Previous research compared the properties of log-transformed OLS models to various GLM specifications using underlying non-linear models as the source of their comparisons (Manning and Mullahy, 2001). To the best of our knowledge, no one has assessed the properties of various estimators with an underlying linear cost model. Here we generated linear cost data in which a portion of the population has excessive cost. In simulations we varied (1) the size of the excessive cost; (2) the percentage of the population with excessive cost; (3) the population sample size; and (4) the presence of heteroskedasticity. We examined seven frequently used models: OLS with a non-transformed dependent variable, OLS with a log-transformed dependent variable, GLM with gamma and poisson families and log and identity links, and the EEE model.

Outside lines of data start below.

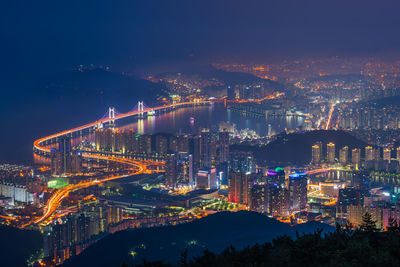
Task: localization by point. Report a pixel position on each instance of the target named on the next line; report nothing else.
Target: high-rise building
(398, 154)
(206, 179)
(242, 162)
(298, 191)
(346, 197)
(239, 187)
(344, 155)
(356, 157)
(223, 146)
(377, 154)
(161, 144)
(205, 157)
(316, 154)
(279, 199)
(276, 177)
(184, 169)
(387, 154)
(369, 153)
(61, 158)
(330, 152)
(170, 171)
(259, 198)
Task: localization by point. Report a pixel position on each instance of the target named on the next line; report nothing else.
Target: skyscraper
(387, 154)
(223, 146)
(316, 154)
(398, 154)
(276, 177)
(242, 162)
(298, 191)
(279, 199)
(205, 157)
(207, 179)
(239, 187)
(344, 155)
(259, 198)
(330, 152)
(356, 157)
(170, 171)
(369, 153)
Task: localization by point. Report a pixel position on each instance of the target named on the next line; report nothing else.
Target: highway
(138, 165)
(330, 116)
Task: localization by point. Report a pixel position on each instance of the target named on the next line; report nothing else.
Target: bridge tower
(111, 115)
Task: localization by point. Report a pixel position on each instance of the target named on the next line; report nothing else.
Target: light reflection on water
(204, 117)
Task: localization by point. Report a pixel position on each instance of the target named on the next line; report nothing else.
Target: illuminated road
(60, 194)
(138, 165)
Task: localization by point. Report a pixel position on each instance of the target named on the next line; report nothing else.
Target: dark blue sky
(49, 35)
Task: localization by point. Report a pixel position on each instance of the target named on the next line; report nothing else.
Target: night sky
(48, 35)
(40, 38)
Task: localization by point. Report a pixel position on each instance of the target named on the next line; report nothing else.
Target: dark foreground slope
(215, 233)
(296, 148)
(17, 245)
(338, 248)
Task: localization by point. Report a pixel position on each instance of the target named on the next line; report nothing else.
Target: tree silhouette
(368, 225)
(393, 225)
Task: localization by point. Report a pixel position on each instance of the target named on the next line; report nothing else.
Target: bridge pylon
(111, 115)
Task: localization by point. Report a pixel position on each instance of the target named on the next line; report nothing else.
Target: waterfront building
(239, 187)
(344, 155)
(298, 191)
(330, 152)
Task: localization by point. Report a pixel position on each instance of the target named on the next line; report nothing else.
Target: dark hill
(17, 245)
(215, 232)
(296, 148)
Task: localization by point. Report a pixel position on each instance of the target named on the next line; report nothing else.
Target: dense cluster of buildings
(191, 160)
(64, 159)
(375, 117)
(275, 193)
(75, 232)
(376, 158)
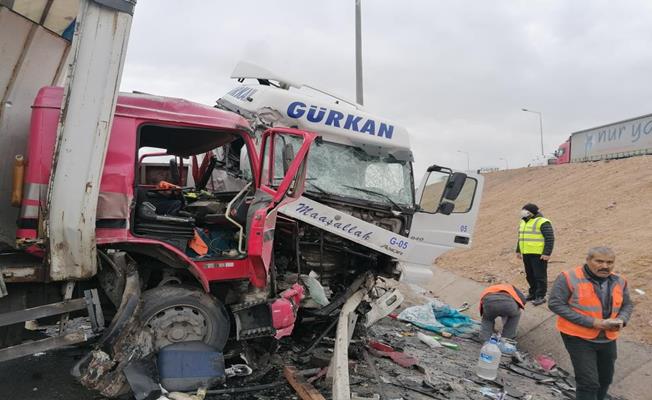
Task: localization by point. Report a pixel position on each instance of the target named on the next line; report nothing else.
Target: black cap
(531, 207)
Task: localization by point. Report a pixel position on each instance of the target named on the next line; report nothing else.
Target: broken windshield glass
(336, 169)
(340, 170)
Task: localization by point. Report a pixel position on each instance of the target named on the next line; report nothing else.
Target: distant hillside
(590, 204)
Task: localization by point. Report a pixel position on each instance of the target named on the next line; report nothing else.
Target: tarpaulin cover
(439, 317)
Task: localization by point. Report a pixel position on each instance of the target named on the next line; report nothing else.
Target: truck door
(281, 175)
(448, 204)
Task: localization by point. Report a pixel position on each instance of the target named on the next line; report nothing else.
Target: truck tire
(182, 314)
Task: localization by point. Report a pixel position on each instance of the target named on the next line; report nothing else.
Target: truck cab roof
(274, 101)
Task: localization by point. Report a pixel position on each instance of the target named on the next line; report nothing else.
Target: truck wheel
(182, 314)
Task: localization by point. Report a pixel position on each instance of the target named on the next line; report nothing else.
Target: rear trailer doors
(281, 174)
(448, 204)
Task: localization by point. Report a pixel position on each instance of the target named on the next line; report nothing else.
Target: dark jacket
(561, 293)
(548, 236)
(502, 296)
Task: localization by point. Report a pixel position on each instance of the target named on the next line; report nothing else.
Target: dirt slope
(590, 204)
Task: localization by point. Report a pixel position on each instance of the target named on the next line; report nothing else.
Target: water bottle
(507, 346)
(489, 360)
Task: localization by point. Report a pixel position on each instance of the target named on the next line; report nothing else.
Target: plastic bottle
(507, 346)
(489, 360)
(429, 340)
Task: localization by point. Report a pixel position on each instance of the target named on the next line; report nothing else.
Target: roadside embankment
(605, 203)
(538, 335)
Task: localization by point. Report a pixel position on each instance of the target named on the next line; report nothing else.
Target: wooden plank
(25, 349)
(42, 311)
(304, 389)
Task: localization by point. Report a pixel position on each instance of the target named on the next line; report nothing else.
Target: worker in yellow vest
(536, 240)
(504, 301)
(593, 305)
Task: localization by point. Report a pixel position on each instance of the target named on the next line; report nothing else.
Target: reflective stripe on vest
(505, 288)
(586, 301)
(530, 239)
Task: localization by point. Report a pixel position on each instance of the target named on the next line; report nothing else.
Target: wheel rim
(179, 323)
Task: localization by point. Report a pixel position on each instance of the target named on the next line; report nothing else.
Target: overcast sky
(455, 73)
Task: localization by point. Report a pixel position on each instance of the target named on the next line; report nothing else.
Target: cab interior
(190, 192)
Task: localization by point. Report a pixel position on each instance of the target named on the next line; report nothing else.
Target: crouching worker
(592, 304)
(504, 301)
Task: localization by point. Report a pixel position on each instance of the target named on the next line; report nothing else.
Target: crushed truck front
(360, 189)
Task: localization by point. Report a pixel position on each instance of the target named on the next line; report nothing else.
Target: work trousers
(593, 364)
(499, 305)
(536, 273)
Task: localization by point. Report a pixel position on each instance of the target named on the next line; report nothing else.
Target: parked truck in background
(631, 137)
(94, 232)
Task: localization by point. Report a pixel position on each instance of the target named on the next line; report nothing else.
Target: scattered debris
(383, 306)
(429, 340)
(545, 362)
(304, 389)
(384, 350)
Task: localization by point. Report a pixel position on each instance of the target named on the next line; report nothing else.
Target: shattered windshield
(339, 169)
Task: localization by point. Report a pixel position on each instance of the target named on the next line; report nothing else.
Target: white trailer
(621, 139)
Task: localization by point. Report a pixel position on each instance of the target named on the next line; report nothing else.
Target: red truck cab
(198, 248)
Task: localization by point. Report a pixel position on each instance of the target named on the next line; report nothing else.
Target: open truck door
(281, 175)
(448, 204)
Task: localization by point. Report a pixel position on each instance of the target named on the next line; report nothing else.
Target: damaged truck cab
(361, 210)
(183, 240)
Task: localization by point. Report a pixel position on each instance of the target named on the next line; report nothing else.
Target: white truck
(360, 189)
(631, 137)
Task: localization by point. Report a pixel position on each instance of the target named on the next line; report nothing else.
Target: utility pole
(540, 128)
(358, 54)
(468, 160)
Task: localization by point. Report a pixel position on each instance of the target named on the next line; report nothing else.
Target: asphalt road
(45, 377)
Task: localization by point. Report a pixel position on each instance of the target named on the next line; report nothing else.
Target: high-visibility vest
(586, 301)
(505, 288)
(530, 239)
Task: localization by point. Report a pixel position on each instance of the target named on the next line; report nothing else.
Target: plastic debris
(438, 317)
(450, 345)
(429, 340)
(545, 362)
(385, 350)
(507, 346)
(316, 290)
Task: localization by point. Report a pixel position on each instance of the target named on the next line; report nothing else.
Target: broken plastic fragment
(315, 289)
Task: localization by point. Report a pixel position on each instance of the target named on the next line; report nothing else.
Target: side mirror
(288, 156)
(446, 208)
(454, 186)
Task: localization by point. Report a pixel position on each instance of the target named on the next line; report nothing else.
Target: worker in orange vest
(593, 305)
(504, 301)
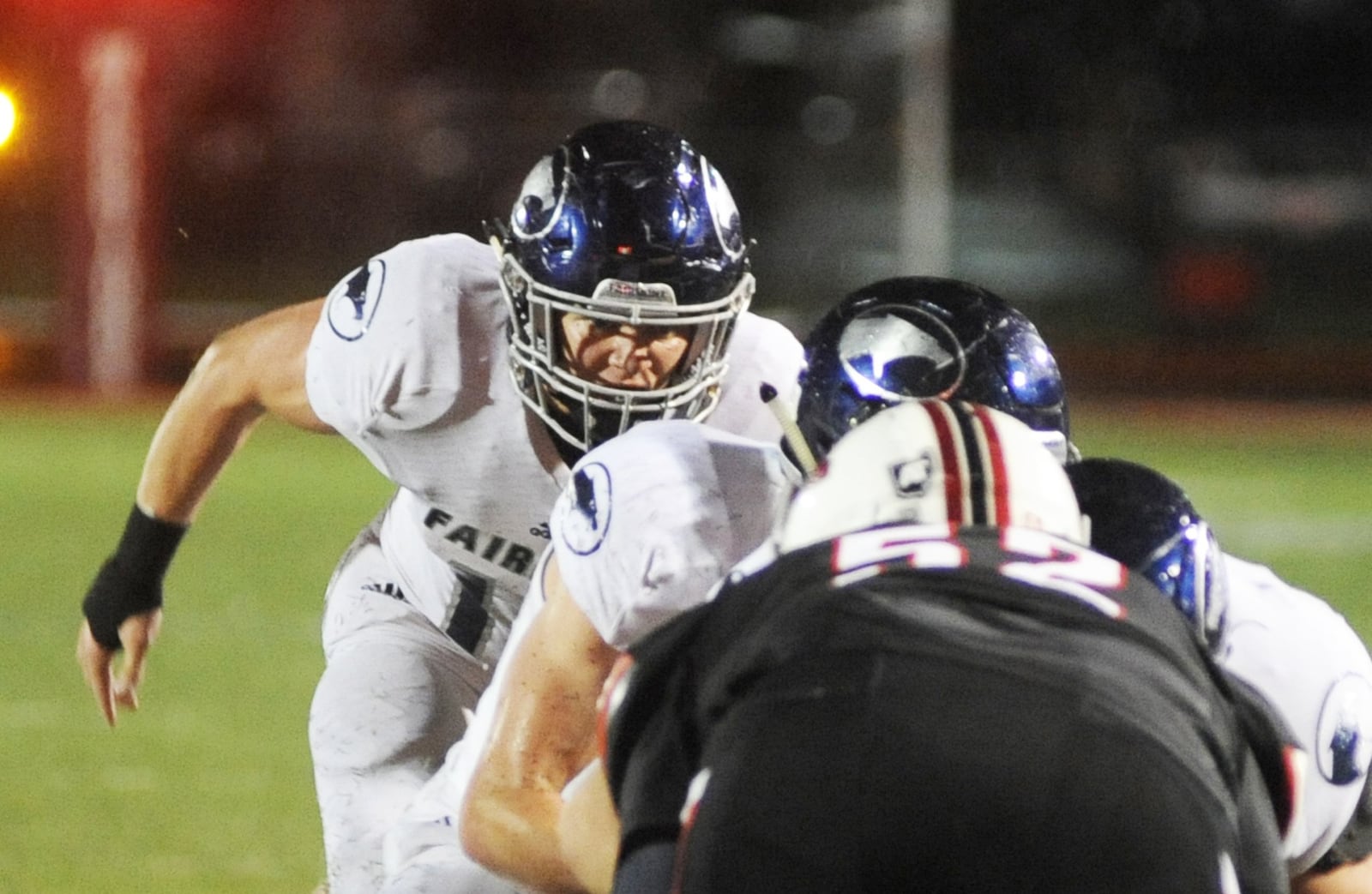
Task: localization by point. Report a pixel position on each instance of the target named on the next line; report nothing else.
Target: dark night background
(1131, 174)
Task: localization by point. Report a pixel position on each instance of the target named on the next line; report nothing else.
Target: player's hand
(114, 687)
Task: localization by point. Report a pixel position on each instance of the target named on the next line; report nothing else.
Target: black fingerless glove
(130, 580)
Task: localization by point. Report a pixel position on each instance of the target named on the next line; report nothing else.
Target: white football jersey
(409, 363)
(1315, 669)
(653, 519)
(649, 523)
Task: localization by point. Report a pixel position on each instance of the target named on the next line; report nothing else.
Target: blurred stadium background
(1179, 191)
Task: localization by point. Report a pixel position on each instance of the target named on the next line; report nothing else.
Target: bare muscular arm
(542, 736)
(250, 370)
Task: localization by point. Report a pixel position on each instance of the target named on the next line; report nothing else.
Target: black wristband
(130, 580)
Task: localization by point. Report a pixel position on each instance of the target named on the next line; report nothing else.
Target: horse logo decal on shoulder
(583, 509)
(353, 302)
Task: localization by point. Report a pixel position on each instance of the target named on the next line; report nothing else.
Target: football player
(1298, 656)
(936, 687)
(912, 338)
(1291, 646)
(471, 375)
(987, 352)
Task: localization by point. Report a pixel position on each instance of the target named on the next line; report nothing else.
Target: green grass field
(209, 789)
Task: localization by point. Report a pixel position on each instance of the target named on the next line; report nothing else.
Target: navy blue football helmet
(1145, 521)
(628, 224)
(912, 338)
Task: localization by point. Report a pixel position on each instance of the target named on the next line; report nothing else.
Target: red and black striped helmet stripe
(976, 483)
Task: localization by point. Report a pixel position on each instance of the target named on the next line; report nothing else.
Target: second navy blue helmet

All models produced unbiased estimates of the parameter value associated with an independent variable at its mean, although some were slightly more efficient. However, differences appeared when marginal effects were estimated at values of the independent variable other than the mean. Because the data-generating process in this case was a linear relationship between the dependent and independent variable, the marginal effects should be constant. For non-linear models, statistically significant but incorrect marginal effects were estimated for values of the independent variable other than the mean. Thus, researchers need to consider if the variability in the marginal effects generated by non-linear models is appropriate for the cost data under consideration.